Proceeding to the government’s lien foreclosure claim, Section 7403 of the
3 23-3841 Internal Revenue Code provides that the government may foreclose on tax liens
that arise against the Aguinaldos and attach to their property, subject to two
procedural requirements. First, “[a]ll persons having liens upon or claiming any
interest in the property involved in such action shall be made parties thereto”;
second, those parties must be “duly notified of the action.” 26 U.S.C. § 7403. Here,
the district court correctly concluded that the government cured its failure to notify
four entities with liens on Ms. Aguinaldo’s property, when it served its Third
Amended Complaint against those non-appearing defendants. Ms. Aguinaldo did
not raise then—and does not raise now—a material dispute of fact about: (1)

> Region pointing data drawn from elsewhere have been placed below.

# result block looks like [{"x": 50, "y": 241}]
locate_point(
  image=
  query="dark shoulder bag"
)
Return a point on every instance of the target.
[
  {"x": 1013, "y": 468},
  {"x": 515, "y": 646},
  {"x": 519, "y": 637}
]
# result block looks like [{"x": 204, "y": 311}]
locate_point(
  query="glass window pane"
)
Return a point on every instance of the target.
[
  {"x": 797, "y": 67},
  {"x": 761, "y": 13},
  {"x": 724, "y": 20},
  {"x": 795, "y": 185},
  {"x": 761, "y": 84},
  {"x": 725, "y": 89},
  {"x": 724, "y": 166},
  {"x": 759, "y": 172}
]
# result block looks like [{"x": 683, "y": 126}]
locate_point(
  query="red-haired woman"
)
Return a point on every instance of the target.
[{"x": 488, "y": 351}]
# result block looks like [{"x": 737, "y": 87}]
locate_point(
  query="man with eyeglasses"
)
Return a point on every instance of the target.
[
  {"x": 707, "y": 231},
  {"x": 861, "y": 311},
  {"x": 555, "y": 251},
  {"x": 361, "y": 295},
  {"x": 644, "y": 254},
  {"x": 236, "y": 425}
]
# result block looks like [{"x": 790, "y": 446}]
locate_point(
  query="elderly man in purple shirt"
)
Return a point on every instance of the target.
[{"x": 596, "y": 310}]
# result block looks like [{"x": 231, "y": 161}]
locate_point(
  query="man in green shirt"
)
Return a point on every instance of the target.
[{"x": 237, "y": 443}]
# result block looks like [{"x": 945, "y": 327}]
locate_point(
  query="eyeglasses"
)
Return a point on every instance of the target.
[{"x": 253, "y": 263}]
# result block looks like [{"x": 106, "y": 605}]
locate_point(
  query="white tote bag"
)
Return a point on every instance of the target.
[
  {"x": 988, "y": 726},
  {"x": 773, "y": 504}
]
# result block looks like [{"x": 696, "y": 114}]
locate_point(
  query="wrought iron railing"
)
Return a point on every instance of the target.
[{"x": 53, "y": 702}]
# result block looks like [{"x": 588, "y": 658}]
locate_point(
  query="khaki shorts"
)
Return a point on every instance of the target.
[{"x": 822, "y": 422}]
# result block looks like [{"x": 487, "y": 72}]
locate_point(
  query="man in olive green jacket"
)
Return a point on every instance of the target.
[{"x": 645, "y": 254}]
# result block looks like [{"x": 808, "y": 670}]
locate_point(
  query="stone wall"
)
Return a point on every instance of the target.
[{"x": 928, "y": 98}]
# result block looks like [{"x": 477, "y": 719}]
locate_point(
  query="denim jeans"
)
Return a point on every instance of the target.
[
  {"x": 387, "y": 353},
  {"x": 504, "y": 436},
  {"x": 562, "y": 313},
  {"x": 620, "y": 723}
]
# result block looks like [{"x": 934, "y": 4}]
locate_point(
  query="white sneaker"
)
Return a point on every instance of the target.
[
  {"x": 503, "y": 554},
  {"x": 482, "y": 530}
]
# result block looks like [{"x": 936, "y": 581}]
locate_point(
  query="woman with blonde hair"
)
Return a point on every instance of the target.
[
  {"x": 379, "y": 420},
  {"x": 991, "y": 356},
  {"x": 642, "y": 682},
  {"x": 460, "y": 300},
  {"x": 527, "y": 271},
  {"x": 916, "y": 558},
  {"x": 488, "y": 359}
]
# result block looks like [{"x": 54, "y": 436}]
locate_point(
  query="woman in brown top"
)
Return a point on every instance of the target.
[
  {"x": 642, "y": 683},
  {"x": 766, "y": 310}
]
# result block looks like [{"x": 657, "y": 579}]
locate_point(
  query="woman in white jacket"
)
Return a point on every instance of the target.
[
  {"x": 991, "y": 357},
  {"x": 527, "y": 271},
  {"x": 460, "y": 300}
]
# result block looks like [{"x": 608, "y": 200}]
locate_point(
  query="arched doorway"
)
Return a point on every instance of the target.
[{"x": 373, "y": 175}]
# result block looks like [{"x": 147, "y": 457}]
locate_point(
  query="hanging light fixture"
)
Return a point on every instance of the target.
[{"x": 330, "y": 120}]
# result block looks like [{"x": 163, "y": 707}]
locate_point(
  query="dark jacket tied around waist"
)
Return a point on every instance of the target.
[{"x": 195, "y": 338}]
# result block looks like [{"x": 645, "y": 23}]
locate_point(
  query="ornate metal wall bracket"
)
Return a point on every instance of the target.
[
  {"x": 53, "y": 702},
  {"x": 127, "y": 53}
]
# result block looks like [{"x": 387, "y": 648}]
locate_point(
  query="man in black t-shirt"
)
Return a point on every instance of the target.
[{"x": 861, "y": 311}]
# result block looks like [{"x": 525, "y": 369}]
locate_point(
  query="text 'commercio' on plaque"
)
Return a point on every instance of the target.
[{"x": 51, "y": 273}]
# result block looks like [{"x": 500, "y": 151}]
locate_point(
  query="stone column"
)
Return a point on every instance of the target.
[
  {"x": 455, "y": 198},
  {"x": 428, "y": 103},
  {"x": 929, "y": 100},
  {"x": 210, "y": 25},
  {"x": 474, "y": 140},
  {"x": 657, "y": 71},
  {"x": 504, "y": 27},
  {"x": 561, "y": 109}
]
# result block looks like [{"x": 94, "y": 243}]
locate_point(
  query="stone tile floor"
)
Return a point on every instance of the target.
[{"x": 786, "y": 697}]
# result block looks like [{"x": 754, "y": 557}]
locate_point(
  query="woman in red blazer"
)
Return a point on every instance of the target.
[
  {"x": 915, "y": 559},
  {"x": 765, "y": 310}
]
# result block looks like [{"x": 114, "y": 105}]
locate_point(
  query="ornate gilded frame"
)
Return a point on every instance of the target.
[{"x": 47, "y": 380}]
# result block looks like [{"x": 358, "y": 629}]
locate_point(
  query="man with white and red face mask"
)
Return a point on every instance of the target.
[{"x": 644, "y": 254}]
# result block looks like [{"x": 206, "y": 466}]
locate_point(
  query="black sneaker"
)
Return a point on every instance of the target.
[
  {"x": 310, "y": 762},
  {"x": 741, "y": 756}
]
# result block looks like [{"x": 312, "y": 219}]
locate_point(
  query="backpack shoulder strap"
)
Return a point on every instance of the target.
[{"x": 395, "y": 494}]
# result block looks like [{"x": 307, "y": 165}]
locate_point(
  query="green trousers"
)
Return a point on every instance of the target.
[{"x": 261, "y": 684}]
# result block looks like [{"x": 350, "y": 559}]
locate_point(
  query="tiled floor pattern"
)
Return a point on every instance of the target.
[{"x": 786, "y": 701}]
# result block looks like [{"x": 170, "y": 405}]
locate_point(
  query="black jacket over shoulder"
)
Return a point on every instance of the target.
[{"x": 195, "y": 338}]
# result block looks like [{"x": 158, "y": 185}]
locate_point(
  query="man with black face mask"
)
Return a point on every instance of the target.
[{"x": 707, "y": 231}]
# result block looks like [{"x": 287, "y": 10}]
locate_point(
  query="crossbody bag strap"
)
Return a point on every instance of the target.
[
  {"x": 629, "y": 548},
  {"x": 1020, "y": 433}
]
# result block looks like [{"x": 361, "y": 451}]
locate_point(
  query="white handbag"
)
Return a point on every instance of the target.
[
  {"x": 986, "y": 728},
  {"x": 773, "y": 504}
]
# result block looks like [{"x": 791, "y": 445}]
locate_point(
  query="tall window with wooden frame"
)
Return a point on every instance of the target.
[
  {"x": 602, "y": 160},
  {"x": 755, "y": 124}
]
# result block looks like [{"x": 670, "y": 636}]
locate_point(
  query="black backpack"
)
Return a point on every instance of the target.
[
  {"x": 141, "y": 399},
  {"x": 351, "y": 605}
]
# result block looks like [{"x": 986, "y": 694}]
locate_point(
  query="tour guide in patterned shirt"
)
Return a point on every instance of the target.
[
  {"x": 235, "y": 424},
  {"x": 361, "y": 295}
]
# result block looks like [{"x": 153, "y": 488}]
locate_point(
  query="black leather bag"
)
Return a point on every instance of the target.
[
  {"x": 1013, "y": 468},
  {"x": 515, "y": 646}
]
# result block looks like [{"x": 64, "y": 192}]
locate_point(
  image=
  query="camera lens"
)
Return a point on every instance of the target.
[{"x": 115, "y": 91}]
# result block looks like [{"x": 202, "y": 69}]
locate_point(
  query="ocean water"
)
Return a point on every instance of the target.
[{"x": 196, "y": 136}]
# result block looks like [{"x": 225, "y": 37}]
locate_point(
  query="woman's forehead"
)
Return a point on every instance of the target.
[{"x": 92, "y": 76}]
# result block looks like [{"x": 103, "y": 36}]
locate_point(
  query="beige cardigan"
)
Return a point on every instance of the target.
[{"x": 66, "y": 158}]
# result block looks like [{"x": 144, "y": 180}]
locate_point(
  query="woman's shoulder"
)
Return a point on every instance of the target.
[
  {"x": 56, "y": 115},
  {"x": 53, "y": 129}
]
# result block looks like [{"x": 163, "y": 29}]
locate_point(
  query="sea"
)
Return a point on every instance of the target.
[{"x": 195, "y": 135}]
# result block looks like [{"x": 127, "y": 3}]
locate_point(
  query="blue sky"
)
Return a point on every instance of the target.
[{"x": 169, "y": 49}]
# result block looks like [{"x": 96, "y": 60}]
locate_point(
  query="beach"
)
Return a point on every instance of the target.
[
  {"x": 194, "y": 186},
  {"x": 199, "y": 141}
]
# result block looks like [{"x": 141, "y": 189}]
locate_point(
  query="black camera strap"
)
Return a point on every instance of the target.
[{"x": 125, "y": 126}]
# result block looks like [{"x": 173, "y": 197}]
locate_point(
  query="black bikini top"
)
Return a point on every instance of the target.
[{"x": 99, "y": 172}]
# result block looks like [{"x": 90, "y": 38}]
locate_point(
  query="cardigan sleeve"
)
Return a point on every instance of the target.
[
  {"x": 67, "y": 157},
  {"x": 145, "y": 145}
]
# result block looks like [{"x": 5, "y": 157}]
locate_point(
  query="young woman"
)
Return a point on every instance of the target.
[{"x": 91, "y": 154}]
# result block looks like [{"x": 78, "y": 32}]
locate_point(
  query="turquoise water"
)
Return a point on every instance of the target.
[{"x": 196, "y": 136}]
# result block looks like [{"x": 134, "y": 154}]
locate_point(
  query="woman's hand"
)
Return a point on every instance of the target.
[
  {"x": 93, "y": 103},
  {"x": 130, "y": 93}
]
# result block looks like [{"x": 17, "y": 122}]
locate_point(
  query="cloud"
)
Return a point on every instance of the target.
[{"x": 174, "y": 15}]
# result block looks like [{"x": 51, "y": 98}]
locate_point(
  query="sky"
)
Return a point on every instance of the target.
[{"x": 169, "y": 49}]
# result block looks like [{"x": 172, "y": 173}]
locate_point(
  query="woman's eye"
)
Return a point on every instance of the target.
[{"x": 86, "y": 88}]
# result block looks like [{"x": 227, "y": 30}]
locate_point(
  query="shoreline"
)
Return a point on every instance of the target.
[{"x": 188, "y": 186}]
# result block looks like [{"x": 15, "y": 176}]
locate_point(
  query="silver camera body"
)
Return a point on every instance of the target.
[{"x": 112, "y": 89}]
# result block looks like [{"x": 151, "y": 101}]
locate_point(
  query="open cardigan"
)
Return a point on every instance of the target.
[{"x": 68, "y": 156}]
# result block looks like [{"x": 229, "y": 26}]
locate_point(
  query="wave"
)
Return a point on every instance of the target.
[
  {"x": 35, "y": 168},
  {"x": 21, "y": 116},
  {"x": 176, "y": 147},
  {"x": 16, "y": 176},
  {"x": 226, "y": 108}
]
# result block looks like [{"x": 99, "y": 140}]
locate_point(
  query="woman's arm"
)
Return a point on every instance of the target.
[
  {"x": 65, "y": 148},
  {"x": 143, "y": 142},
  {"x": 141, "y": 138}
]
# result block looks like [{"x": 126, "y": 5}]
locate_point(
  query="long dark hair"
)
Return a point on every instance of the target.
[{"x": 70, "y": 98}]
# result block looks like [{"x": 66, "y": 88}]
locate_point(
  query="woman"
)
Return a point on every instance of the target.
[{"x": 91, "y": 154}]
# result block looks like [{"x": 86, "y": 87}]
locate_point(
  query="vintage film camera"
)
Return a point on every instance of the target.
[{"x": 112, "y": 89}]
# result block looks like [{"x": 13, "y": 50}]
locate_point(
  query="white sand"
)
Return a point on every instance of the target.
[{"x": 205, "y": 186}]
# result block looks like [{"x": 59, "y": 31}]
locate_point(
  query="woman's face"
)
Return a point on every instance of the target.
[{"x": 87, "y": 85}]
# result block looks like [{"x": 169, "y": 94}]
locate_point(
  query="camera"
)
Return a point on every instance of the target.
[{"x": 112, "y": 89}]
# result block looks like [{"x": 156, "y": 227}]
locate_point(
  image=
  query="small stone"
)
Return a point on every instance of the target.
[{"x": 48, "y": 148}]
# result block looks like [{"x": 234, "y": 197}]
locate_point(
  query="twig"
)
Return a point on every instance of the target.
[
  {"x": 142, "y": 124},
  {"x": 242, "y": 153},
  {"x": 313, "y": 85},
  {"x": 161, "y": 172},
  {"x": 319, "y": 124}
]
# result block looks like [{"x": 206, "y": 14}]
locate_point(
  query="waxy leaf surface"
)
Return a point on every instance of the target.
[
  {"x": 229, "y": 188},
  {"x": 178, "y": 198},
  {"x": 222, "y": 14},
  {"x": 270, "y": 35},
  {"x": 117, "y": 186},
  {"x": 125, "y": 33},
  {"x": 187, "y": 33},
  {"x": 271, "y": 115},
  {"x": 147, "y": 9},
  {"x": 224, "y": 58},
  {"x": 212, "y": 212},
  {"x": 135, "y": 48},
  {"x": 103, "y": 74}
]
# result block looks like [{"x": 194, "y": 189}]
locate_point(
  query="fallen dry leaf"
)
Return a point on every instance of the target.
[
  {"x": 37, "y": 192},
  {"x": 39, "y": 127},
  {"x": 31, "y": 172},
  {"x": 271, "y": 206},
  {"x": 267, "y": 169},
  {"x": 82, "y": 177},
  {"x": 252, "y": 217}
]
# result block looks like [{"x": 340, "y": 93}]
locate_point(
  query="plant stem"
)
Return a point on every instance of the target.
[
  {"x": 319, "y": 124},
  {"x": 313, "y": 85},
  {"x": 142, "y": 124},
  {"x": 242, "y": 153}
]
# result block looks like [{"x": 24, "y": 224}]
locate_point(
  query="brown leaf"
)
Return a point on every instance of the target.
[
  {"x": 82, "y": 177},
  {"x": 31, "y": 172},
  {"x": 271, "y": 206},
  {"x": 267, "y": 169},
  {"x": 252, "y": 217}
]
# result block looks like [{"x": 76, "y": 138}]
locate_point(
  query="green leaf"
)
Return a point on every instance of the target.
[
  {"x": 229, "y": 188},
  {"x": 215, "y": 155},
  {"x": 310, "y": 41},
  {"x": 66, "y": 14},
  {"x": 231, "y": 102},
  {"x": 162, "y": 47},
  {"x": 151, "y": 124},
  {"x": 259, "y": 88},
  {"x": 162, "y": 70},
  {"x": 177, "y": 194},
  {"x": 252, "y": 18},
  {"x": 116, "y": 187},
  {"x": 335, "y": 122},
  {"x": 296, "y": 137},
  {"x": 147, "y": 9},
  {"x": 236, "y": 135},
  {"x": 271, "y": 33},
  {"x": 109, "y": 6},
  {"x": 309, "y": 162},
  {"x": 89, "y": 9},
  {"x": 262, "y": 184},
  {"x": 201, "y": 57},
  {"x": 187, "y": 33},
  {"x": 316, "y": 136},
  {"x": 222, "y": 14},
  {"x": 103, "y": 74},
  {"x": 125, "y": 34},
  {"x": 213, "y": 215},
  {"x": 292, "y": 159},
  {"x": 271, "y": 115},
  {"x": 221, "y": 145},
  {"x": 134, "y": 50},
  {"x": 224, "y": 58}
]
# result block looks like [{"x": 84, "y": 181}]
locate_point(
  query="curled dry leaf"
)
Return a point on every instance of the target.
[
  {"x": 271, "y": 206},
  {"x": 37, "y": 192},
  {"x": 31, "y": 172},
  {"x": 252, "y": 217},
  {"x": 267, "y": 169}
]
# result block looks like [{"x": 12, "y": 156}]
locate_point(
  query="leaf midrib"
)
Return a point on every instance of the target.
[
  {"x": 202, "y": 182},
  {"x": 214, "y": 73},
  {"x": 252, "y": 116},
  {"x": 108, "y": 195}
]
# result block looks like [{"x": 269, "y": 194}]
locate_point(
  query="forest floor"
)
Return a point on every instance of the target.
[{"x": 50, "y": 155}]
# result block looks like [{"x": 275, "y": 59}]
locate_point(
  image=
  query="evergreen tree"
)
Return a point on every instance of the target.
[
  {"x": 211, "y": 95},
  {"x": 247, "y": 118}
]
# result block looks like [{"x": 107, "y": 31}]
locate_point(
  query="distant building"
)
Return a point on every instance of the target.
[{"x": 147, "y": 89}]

whether the tax assessments attach to her property pursuant to 26 U.S.C. §§ 6321,
6322; (2) the propriety of a judicial sale; or (3) the relative priority of the parties
claiming an interest in the proceeds from the property’s sale. Thus, we affirm the
district court’s grant of summary judgment on the government’s actions to collect
tax assessments against Ms. Aguinaldo and foreclose tax liens on her property.1
AFFIRMED.
1 Reviewing for abuse of discretion, we also uphold the district court order appointing a receiver and denying Ms. Aguinaldo’s motion to stay the proceedings and allow for private sale of the property through her preferred real estate agent. Canada Life Assurance Co. v. LaPeter, 563 F.3d 837, 844 (9th Cir. 2009) (reviewing for abuse of discretion a district court order appointing a receiver). That is the relief contemplated under 26 U.S.C. § 7403, and Ms. Aguinaldo offered no assurance that her proposal would allow the court to retain control over the sale and confirm distribution of its proceeds to satisfy the government’s tax liens.